Waller's Hawkish Debut Pressures Asian Currencies as Yen Hovers Near 1986 Lows

Alina Collins
Published 2026-06-21About 8 min read

New Fed Chair Waller struck a hawkish tone at his first policy meeting, with officials leaning toward a rate hike this year. The dollar surged, pushing the yen to around 161 per dollar — its weakest since 1986 — and putting Asian central banks' currency defences under broad strain.

01

Why did Waller's debut catch the market off guard?

Before taking office, Waller was widely read as sympathetic to Trump's calls for looser monetary policy.
The outcome was the opposite: officials signalled a preference for raising rates this year, and the dollar rallied immediately.
This means → the market's "new chair = easier Fed" thesis was broken in a single meeting; dollar bulls regained the upper hand.
02

The yen is at a 1986 low — what cards does Japan have left?

The yen is trading at roughly 161 per dollar, near its weakest level since 1986.
Japan has hiked rates five times since 2024, to little effect. In the month through May 27 it spent a record $74 billion on intervention; the latest round steadied the rate near 160.
In plain terms = rate hikes haven't worked, and massive spending only bought a temporary floor.
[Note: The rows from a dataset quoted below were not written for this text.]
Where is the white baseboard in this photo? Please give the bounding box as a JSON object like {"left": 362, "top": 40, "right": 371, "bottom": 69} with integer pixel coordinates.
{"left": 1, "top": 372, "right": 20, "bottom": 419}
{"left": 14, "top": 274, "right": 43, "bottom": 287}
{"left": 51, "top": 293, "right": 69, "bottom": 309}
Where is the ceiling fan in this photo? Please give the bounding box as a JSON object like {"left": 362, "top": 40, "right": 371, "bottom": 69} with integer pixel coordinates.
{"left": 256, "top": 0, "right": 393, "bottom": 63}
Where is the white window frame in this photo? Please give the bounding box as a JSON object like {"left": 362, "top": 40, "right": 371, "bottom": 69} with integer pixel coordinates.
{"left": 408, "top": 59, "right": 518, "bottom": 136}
Analysts note that intervention depends on timing, not size — acting before dollar longs are overcrowded often backfires.
The market's attention has shifted from the Bank of Japan to the Fed's policy path. Japan is running out of levers.
03

Which Southeast Asian economy is hit hardest?

The Indonesian rupiah had already breached the critical 18,000-per-dollar level, with demand for government bonds shrinking in tandem.
Bank Indonesia responded with two emergency 25-basis-point hikes this month — an extraordinary move. Scrutiny of President Prabowo's policy team is intensifying, including rumours of a potential finance-minister replacement.
Currencies in India, South Korea, and the Philippines are under similar pressure. All had hoped Waller would deliver a dovish signal for policy breathing room — that hope is now gone.
04

Why can the dollar move the entire region at once?

The dollar dominates global FX trading, trade invoicing, and cross-border lending. Any shift in Fed stance triggers chain reactions worldwide.
Asian economies depend heavily on exports and need healthy U.S. growth — but they do not want to pay the exchange-rate cost of a stronger dollar.
This reflects a structural contradiction: Asia cannot leave the dollar system, yet it is the first to be hurt when the dollar strengthens.
05

Does the dollar itself face any risks?

Yes. Trump's sweeping tariff announcement in April 2025 and its chaotic rollout triggered a "Sell America" wave; the dollar fell 8% against major currencies last year.
History, however, shows that betting on prolonged dollar weakness is often costly.
This means → short-term wobbles are possible, but Waller has framed the current moment as the Fed's "new chapter." For Asian central banks, the cost of defending their currencies will keep rising — and the window for intervention is narrowing.

Content is for reference only, not financial advice.